Jangan sampai misalnya (dalam wacana menciptakan keindahan kota ), pada satu sisi pemerintah mewajibkan kepada setiap penduduk untuk menanam pohon di sekitar rumahnya, tetapi pada sisi lain kerindangan jalanan semakin dipersempit dengan alasan yang tidak rasional. Juga ironis jika sebuah kepala pemerintahan mewajibkan kepada rakyatnya untuk membuat sumur resapan di setiap rumah dan perkantoran, tetapi pada sisi lain pemerintah menggerus dan mengeksploitasi daerah kawasan lindung sebagai kawasan sumber resapan air. Ketidak seimbangan antara apa yang dilakukan masyarakat dengan langkah yang diambil pemerintah sesungguhnya menyiratkan bahwa niat baik pemerintah saja tidak cukup, tetapi harus dibarengi dengan keteladanan dengan melakukan distribusi kekuasaan yang menusiawi dan pro lingkungan. Bisa jadi 1000 pohon yang ditanam dan 1000 sumur resapan yang dibuat warga masyarakat akan kalah hanya dengan kebijakan pemerintah untuk menebang satu pohon saja di kawasan lindung sebagai pusat resapan air. Apalagi jika kebijakan pemerintah di kawasan lindung itu bukan hanya menabang satu batang pohon, tetapi mengeksploitasi dengan membabi buta hingga kawasan itu kehilangan fungsi sebenarnya (sebagai penyuplai kebutuhan air rakyat yang berada di daerah lebih rendah). Peristiwa ini tidak lain merupakan sebuah bencana keteladanan seorang pemimpin pemerintahan. Maka dapat dipastikan bahwa keinginan untuk melakukan penghijauan untuk keindahan kota itu hanya omong kosong dan basa-basi belaka.

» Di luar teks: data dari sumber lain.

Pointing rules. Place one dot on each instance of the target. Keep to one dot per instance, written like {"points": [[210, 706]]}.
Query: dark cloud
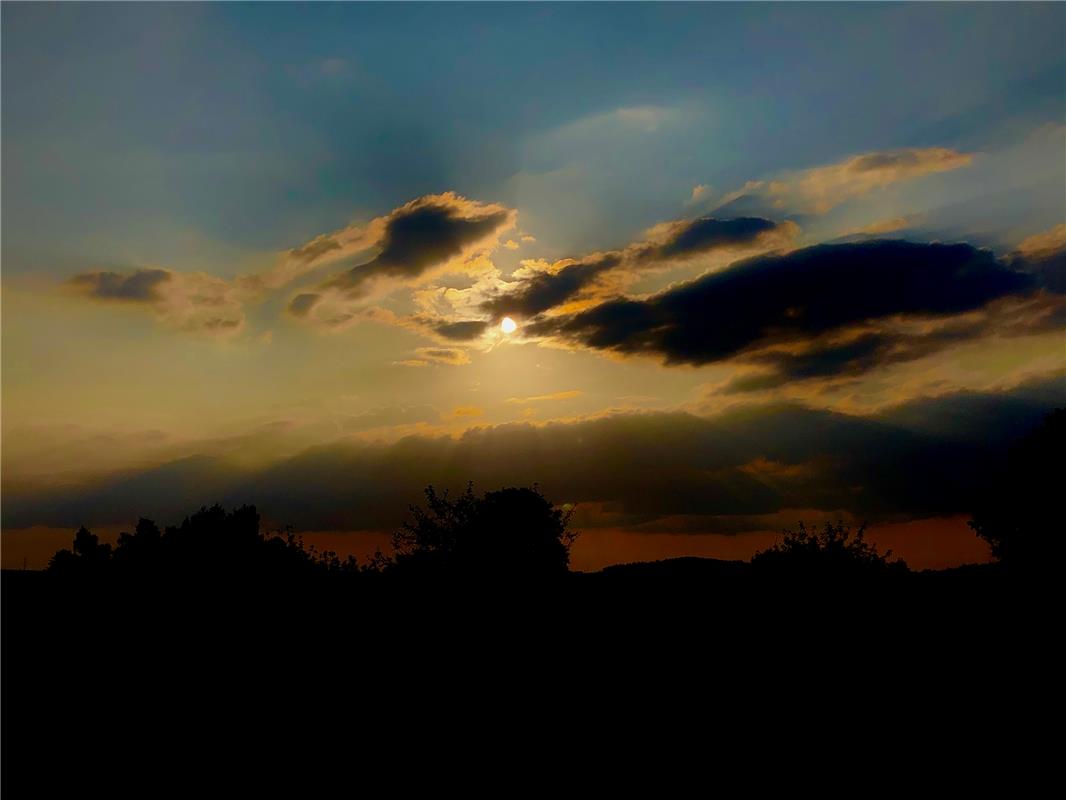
{"points": [[796, 298], [917, 460], [1048, 267], [548, 289], [315, 249], [138, 287], [462, 331], [677, 240], [302, 304], [696, 237], [424, 234]]}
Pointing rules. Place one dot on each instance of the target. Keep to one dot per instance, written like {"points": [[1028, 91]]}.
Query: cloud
{"points": [[545, 290], [453, 356], [140, 286], [542, 290], [427, 233], [1044, 255], [467, 411], [798, 298], [461, 330], [434, 233], [699, 193], [882, 226], [820, 189], [569, 395], [646, 469], [1044, 244], [188, 301]]}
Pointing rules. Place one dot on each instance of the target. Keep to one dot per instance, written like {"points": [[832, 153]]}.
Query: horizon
{"points": [[699, 272]]}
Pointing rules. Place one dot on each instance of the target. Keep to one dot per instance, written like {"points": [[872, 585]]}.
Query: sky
{"points": [[765, 264]]}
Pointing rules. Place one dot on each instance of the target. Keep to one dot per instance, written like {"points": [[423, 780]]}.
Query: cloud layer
{"points": [[648, 472], [816, 312]]}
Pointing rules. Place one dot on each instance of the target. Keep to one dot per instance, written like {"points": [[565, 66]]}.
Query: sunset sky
{"points": [[764, 262]]}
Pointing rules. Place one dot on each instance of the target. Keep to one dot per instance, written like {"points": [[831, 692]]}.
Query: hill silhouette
{"points": [[216, 613]]}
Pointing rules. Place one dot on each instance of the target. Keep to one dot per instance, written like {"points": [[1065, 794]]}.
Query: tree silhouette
{"points": [[835, 549], [211, 543], [510, 532], [1019, 512]]}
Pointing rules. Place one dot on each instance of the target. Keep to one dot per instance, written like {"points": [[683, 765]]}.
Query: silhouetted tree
{"points": [[1019, 511], [835, 549], [209, 543], [86, 555], [513, 531]]}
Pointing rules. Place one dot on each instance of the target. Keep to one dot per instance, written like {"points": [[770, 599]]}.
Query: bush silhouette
{"points": [[835, 549], [211, 543], [1019, 511], [510, 532]]}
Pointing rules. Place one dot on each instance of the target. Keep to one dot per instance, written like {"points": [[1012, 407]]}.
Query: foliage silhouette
{"points": [[211, 542], [835, 549], [1019, 512], [513, 531]]}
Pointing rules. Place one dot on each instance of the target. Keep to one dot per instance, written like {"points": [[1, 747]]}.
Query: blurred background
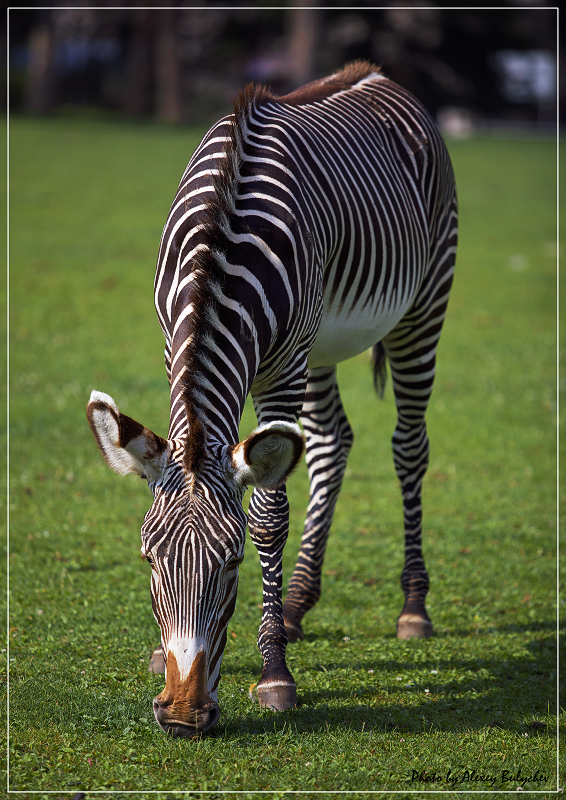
{"points": [[473, 68]]}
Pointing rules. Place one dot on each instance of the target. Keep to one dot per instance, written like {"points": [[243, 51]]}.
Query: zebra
{"points": [[306, 229]]}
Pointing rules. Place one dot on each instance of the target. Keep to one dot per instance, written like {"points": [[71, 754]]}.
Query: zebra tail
{"points": [[379, 368]]}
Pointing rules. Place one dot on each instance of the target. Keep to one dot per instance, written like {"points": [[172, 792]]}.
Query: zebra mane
{"points": [[207, 263]]}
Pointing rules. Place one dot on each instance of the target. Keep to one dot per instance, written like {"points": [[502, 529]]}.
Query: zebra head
{"points": [[193, 537]]}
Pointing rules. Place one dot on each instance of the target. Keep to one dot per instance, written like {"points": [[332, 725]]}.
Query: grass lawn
{"points": [[473, 708]]}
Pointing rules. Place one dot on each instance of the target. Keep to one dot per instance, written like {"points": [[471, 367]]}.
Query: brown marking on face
{"points": [[182, 699]]}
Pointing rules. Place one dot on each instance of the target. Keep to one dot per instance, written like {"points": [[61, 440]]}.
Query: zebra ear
{"points": [[269, 455], [125, 444]]}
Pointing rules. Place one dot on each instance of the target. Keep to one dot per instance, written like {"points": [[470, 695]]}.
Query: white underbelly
{"points": [[341, 336]]}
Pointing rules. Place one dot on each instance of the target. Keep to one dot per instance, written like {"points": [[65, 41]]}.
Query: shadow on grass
{"points": [[492, 692]]}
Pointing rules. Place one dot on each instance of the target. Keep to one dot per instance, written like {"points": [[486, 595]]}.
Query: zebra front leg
{"points": [[268, 522], [329, 440]]}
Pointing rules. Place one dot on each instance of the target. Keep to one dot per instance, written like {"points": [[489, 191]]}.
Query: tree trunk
{"points": [[168, 101], [41, 74], [303, 24]]}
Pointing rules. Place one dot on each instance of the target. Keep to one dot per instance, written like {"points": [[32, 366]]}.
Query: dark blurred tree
{"points": [[40, 94], [167, 84], [303, 34], [137, 87]]}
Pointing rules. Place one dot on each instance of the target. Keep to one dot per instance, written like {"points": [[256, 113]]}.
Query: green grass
{"points": [[88, 201]]}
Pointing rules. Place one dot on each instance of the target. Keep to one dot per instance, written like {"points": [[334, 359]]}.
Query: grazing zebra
{"points": [[306, 229]]}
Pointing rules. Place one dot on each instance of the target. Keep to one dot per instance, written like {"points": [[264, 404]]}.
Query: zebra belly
{"points": [[342, 336]]}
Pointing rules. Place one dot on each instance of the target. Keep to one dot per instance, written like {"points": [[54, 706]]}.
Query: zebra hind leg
{"points": [[412, 370], [329, 439]]}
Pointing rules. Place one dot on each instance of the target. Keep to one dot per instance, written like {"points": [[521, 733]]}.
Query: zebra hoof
{"points": [[294, 631], [411, 626], [277, 696], [157, 662]]}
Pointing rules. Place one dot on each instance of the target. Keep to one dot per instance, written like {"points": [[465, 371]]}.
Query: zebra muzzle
{"points": [[191, 724]]}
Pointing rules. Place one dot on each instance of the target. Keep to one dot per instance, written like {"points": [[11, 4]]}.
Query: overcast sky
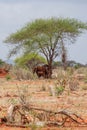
{"points": [[14, 14]]}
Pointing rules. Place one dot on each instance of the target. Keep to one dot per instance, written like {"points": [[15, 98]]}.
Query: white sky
{"points": [[14, 14]]}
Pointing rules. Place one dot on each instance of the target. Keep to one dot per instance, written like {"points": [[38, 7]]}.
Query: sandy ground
{"points": [[38, 93]]}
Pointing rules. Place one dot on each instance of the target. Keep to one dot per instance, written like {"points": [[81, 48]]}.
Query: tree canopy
{"points": [[30, 60], [46, 37]]}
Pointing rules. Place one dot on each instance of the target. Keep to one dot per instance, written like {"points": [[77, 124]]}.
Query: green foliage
{"points": [[29, 60], [46, 36]]}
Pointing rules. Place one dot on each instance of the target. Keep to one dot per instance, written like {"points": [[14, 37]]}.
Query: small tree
{"points": [[29, 60], [47, 37]]}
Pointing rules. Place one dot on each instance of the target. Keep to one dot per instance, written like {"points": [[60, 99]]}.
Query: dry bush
{"points": [[22, 74]]}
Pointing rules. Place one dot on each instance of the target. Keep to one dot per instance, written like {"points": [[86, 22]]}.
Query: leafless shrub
{"points": [[22, 74]]}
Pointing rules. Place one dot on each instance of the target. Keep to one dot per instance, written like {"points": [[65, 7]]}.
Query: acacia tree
{"points": [[30, 60], [47, 37]]}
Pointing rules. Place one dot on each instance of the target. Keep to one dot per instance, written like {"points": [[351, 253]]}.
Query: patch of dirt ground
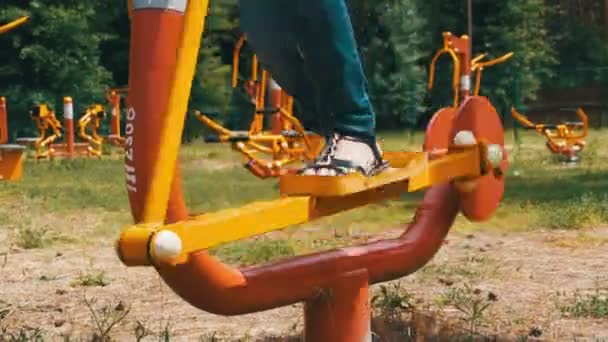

Walaupun tidak sia-sia, seorang anak yang kemudian akhirnya menurut perintah orang tuanya membuang bungkus permen ke tempat yang benar, tidak signifikan dalam menyelesaikan masalah, sebab masyarakat kota akan tetap was-was dengan langkah yang diambil pemerintah. Kebijakan pemerintah tersebut akan mengakibatkan kekeringan pada musim kemarau dan akan menimbulkan banjir pada musim hujan – karena terjadi penggundulan hutan.
Karenanya anak di atas akan kembali bertanya kepada ayahnya itu, "ayah kenapa di kota ini tetap banjir, padahal aku kan sudah membuang bungkus permen itu pada tempatnya?". Mungkin jika ceriteranya dilanjutkan, ayah tadi akan kebingungan, sebab alasan yang diberikan kepada anaknya tidak terbukti. Atau dia akan berkata, "nak tugasmu sekarang adalah memberi keteladanan kepada Walikota-mu, supaya dia berhati-hati dalam mengeluarkan kebijakan, sebab jika salah, akan berakibat fatal pada banyak orang. Sekalian aja bilang, kalau dia tidak amanah dalam memerintah lebih baik jangan menjadi pemimpin aja, sebab di akhirat nanti akan dipinta pertanggungjawaban oleh Allah. Trus bilang sama dia, yang menjadi pertimbangan dalam pengambilan kebijakan itu jangan hanya para penguasaha besar yang banyak uang, tetapi rakyat secara umum, walaupun mereka tidak memiliki modal untuk nyogok Walikota. Ingat jabatan itu amanah dari Allah jadi harus dipergunakan untuk kepentingan seluruh manusia di bumi, sebab di hadapan Allah semua orang sama, kecuali orang yang berilmu dan taqwa."